At $$x = 1$$: The first term is $$|x - 1|\cos|x - 2|\sin|x - 1|$$. Near $$x = 1$$, $$|x - 1|\sin|x - 1| \approx (x - 1)^2$$ (since $$\sin|x-1|/|x-1| \to 1$$), which is smooth with derivative 0 at $$x = 1$$. So the first term is differentiable at $$x = 1$$.

The second term is $$(x - 3)|(x - 1)(x - 4)| = (x - 3)(4 - x)|x - 1|$$ near $$x = 1$$ (since $$x - 4 < 0$$). For $$x > 1$$: this equals $$(x - 3)(4 - x)(x - 1)$$, with derivative at $$x = 1$$: evaluating from the expansion, we get $$(-2)(3)(1) = -6$$... more precisely, we compute the derivative of $$g(x) = (x-3)(4-x)(x-1)$$ at $$x = 1$$: $$g'(x)$$ at $$x = 1$$ equals $$(4-x)(x-1) + (x-3)(-(x-1)) + (x-3)(4-x)$$ evaluated at $$x = 1$$, giving $$0 + 0 + (-2)(3) = -6$$.

For $$x < 1$$: this equals $$(x - 3)(4 - x)(1 - x)$$, and by the same method the derivative at $$x = 1$$ is $$0 + 0 + (-2)(3)(-1) = 6$$.

Since the left derivative ($$6$$) differs from the right derivative ($$-6$$), $$f$$ is not differentiable at $$x = 1$$.

At $$x = 4$$: The first term is differentiable ($$|x - 1|$$ and $$|x - 2|$$ are smooth near $$x = 4$$).
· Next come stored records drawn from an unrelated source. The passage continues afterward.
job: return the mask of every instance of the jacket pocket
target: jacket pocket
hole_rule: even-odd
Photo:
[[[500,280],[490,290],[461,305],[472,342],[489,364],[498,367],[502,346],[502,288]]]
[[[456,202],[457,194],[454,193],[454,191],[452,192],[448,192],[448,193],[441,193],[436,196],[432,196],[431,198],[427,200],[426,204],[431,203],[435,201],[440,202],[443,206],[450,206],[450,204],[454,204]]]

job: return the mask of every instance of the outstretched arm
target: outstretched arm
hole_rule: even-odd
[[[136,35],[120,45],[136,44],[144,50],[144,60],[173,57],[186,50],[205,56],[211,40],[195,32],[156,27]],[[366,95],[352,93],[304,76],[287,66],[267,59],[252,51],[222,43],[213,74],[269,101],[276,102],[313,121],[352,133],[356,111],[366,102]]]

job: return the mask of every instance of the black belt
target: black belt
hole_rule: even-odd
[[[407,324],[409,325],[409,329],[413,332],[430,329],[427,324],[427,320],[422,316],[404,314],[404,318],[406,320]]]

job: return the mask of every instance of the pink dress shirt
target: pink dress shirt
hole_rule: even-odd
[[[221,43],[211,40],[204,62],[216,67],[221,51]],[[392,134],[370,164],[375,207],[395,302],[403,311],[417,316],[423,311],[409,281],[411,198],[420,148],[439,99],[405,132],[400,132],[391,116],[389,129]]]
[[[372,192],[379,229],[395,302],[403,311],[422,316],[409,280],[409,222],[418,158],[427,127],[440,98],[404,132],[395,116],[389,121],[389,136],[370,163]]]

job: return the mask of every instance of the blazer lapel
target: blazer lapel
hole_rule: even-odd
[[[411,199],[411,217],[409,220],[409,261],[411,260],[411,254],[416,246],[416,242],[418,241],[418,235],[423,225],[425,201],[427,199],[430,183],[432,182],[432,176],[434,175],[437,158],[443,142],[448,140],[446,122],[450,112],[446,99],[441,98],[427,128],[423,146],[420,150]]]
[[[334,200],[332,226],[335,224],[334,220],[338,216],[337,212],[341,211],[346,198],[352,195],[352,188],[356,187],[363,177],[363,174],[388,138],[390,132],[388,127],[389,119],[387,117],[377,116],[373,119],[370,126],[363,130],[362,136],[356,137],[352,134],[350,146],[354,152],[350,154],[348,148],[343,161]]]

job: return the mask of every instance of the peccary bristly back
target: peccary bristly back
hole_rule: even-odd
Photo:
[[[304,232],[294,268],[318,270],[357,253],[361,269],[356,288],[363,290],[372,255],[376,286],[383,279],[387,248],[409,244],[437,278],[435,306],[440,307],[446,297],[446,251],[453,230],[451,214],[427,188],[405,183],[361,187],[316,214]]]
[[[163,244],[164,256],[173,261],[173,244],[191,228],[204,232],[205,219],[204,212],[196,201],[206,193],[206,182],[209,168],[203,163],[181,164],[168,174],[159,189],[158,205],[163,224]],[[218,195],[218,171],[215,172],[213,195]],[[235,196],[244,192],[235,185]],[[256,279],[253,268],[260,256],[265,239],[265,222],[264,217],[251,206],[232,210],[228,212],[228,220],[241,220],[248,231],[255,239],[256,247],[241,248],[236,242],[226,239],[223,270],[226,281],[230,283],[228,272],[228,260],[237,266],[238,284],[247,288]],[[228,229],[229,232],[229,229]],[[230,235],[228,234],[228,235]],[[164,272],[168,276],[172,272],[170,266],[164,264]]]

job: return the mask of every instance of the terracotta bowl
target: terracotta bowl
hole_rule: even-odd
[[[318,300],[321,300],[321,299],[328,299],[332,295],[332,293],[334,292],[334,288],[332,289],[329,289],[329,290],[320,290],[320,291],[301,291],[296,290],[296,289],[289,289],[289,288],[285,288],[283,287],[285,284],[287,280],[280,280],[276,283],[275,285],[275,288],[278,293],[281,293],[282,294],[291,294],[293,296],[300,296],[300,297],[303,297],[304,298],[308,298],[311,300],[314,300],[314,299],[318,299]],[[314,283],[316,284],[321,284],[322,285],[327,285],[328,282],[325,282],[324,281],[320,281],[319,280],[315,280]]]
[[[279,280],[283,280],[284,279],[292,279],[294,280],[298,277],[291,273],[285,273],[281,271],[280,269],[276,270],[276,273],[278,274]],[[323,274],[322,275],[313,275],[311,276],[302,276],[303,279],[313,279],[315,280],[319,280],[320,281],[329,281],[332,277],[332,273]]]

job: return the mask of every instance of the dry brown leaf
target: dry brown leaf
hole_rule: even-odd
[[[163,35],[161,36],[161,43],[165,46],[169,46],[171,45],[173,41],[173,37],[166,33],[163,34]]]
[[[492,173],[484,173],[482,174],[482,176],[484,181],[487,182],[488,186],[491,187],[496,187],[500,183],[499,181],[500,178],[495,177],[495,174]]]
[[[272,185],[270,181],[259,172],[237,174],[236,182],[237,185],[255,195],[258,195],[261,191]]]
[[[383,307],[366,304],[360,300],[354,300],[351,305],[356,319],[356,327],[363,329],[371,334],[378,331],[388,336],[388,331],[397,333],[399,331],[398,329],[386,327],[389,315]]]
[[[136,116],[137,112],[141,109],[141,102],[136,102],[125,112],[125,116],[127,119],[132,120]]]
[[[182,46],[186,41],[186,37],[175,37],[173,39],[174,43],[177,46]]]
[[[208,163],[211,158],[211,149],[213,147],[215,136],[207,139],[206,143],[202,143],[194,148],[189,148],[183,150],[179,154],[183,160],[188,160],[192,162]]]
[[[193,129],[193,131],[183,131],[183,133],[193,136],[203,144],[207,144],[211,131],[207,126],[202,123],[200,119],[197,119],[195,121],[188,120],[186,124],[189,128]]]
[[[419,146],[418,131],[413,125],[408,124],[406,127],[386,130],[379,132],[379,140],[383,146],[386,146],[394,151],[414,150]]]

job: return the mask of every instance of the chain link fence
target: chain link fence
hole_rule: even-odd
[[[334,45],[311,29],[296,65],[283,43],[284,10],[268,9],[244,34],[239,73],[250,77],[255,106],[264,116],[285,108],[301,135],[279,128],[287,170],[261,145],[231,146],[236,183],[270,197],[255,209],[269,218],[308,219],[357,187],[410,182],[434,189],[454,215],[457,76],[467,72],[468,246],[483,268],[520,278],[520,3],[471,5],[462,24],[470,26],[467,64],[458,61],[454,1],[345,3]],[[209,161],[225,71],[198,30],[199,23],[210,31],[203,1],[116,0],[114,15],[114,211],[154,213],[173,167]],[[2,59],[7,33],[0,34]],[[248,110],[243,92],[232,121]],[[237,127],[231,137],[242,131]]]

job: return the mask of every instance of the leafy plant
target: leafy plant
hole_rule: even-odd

The second term is $$(x - 3)(x - 1)|x - 4|$$.

For $$x > 4$$: $$(x - 3)(x - 1)(x - 4)$$. The derivative at $$x = 4$$ is: expanding as $$h(x) = (x^2 - 4x + 3)(x - 4)$$, we get $$h'(x) = (2x - 4)(x - 4) + (x^2 - 4x + 3)$$, so $$h'(4) = 0 + 3 = 3$$.

For $$x < 4$$: $$(x - 3)(x - 1)(4 - x)$$. The derivative at $$x = 4$$ is: expanding as $$h(x) = (x^2 - 4x + 3)(4 - x) = -x^3 + 8x^2 - 19x + 12$$, we get $$h'(x) = -3x^2 + 16x - 19$$, so $$h'(4) = -48 + 64 - 19 = -3$$.

Since the left derivative ($$-3$$) differs from the right derivative ($$3$$), $$f$$ is not differentiable at $$x = 4$$.

In total, $$f$$ is not differentiable at exactly 2 points: $$x = 1$$ and $$x = 4$$.

Hence, the correct answer is Option B.